The result: an ominous rise in the cholesterol, blood pressure and weight of America's young people. The average cholesterol level in teenagers, 165 mg/dl, is 15 higher than the maximum recommended to keep heart disease at bay. Ten percent of teens already have a total cholesterol level higher than 200 mg/dl, which places them squarely in the "borderline risk" category for developing heart disease, and another 10 percent have high blood pressure that merits treatment. Fifteen percent of teens are obese, which is a major risk factor for developing heart disease.

The explosion in childhood obesity has serious health consequences, doctors warn. Excess body weight increases blood pressure and cholesterol and frequently leads to Type 2 diabetes. A person who is diabetic before age 45 is 14 times more likely to have a heart attack than someone without the disease.

While there's shock value in showing teens what their lifestyle can lead to, LeFrak has modest expectations for the Dome's impact. Not even the sight of a man undergoing bypass surgery is going to change lifelong habits overnight, he says.

"It's one more piece of education," he says, "I don't expect one day to change the whole gestalt of their lives."

Or as Taylor puts it: "The best you can hope for is to plant some seeds. They might not go out and get a gym membership after coming to the Dome, but we can get them thinking and questioning some of what they're doing."

AS THE SURGEON OPENS THE PATIENT'S CHEST, a flabby sac of yellow tissue jiggling at regular intervals becomes visible. "Is that the heart right there?" asks Wendy Reyes, a slim, dark-haired graduating senior from Wakefield High School who works part time at Gold's Gym.

Taylor tells the students that they are looking at the sac surrounding the heart, called the pericardium, a membrane that the surgeon will later cut open to work on the surface of the heart.

Reyes recognizes a lung and notices what looks like a dark spot. Taylor points out that a high percentage of bypass patients are or were smokers and that smoking constricts arteries and makes them more prone to clots. Reyes, who smokes "a few times a week" but who also maintains a regular workout routine, turns in disgust. "God, that's gross," she says.

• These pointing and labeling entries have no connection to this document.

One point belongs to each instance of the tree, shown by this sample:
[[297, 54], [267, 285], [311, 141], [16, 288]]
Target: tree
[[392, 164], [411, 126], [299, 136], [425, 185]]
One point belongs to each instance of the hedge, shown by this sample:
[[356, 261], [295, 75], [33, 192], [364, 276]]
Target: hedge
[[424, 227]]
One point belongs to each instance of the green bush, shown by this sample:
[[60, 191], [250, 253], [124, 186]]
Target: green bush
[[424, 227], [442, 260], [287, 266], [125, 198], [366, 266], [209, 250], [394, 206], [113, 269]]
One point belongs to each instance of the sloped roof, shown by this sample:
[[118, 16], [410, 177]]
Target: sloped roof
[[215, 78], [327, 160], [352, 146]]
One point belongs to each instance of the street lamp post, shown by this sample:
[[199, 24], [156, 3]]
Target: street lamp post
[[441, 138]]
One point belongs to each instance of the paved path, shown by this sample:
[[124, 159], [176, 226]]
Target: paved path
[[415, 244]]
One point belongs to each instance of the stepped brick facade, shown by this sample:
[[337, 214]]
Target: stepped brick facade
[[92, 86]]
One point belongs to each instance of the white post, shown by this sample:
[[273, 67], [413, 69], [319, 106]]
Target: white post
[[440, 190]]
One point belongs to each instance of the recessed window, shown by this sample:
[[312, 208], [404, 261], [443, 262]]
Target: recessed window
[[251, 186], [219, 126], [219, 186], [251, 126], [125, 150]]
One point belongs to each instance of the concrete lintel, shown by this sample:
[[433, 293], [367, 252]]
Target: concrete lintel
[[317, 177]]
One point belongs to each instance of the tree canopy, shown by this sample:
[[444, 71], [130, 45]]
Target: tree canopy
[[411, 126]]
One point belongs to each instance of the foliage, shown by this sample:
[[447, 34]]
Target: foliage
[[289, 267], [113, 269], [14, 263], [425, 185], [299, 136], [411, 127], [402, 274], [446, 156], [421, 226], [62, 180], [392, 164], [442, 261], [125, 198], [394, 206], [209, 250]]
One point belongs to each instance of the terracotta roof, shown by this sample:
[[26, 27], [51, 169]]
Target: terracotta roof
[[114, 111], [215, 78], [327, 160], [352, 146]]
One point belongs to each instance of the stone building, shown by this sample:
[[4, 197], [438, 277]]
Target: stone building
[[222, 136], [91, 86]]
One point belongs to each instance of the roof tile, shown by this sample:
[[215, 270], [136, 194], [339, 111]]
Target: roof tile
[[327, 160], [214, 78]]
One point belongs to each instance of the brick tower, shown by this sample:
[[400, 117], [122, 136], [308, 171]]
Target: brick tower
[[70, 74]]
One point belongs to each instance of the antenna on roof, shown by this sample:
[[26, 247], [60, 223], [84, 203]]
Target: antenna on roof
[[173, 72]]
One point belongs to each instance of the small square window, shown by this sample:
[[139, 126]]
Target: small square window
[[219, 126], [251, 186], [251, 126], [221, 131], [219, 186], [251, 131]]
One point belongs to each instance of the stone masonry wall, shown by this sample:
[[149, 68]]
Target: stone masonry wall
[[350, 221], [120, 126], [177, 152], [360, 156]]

With the chest open, the surgeon takes the electric scalpel and gets to work detaching the internal mammary artery from the underside of the chest wall, a vessel that will provide one of the grafts for the heart. The other grafts will come from the patient's left leg. To remove this vein, an assistant makes an incision two inches deep that runs from the ankle up to the knee. He clamps and cuts the vein, then begins to tug at the end with a pair of tweezers, as if he's trying to pluck a worm from the ground without breaking it.